For the hAP-ac2, very similar, but only filtering the vlans, as they will be addressed from the hAP-ac3. In that case, we don’t need to create interface vlans, and we just need to work with bridge vlan table, declaring tagged both vlans for ether1, and updating PVID from bridge ports ether4, ether5 to create an access ports

# To execute at hAP-ac2
/interface bridge vlan
add bridge=bridge comment=iot tagged=ether1 vlan-ids=100
add bridge=bridge comment=guest tagged=ether1 vlan-ids=101

/interface bridge port
set [find interface=ether4] pvid=100
set [find interface=ether5] pvid=101

At this point, if you connect two devices to ether4 / ether5 on each Mikrotik, and addresss them manually, they should be able to see each other in L2, isolated in layer2.

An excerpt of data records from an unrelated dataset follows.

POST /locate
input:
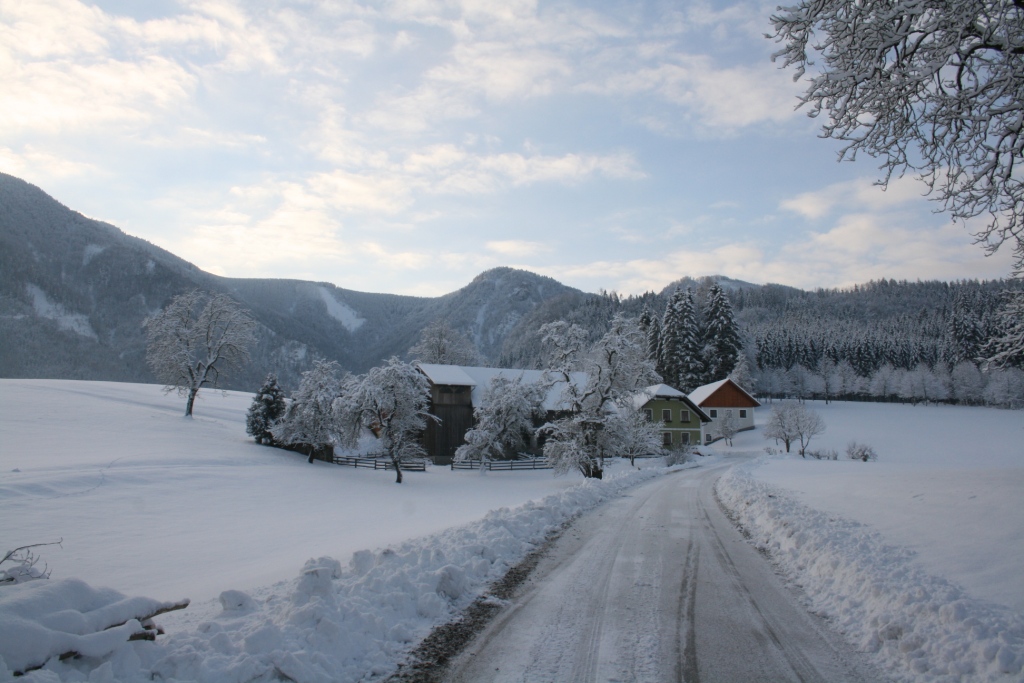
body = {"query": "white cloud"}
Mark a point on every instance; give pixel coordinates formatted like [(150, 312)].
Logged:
[(516, 248), (859, 195), (38, 166)]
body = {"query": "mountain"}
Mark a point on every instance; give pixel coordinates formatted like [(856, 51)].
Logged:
[(74, 293)]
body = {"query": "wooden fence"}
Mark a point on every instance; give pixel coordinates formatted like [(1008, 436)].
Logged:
[(379, 463), (504, 465)]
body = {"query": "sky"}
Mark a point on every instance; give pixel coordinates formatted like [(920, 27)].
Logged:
[(408, 145)]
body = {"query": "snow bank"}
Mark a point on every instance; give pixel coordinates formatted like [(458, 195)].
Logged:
[(348, 624), (40, 620), (921, 627)]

Let’s say now we want this addressing to be done at hap-ac3, the device we chose as your future CAPsMAN. All you have to do is to create the addressing information for those VLANs, plus pools, network, dhcp-server, etc.

Something like this:

# To execute at hAP-ac3

# Addressing
/ip address
add interface=vlan-iot address=192.168.100.1/24
add interface=vlan-guest address=192.168.101.1/24

# DHCP pool, network, server, etc...
/ip pool
add name=pool-iot ranges=192.168.100.2-192.168.100.254
add name=pool-guest ranges=192.168.101.2-192.168.101.254

/ip dhcp-server network
add address=192.168.100.0/24 comment=iot dns-server=1.1.1.1,1.0.0.1 gateway=192.168.100.1
add address=192.168.101.0/24 comment=guest dns-server=1.1.1.1,1.0.0.1 gateway=192.168.101.1

/ip dhcp-server
add address-pool=pool-iot interface=vlan-iot name=dhcp-iot
add address-pool=pool-guest interface=vlan-guest name=dhcp-guest

# NAT outgoing bridge traffic (gateway)
/ip firewall nat
add action=masquerade chain=srcnat out-interface=bridge

At this point, if you connect something on ether4 in any of the Mikrotiks, you should get an IP from 192.168.100.X and be able to surf the internet, using your provider router as a gateway. Same way with ether5 and vlan-guest. If you connect anything to ether 2,3 in both routers, you should still get an address from the gateway.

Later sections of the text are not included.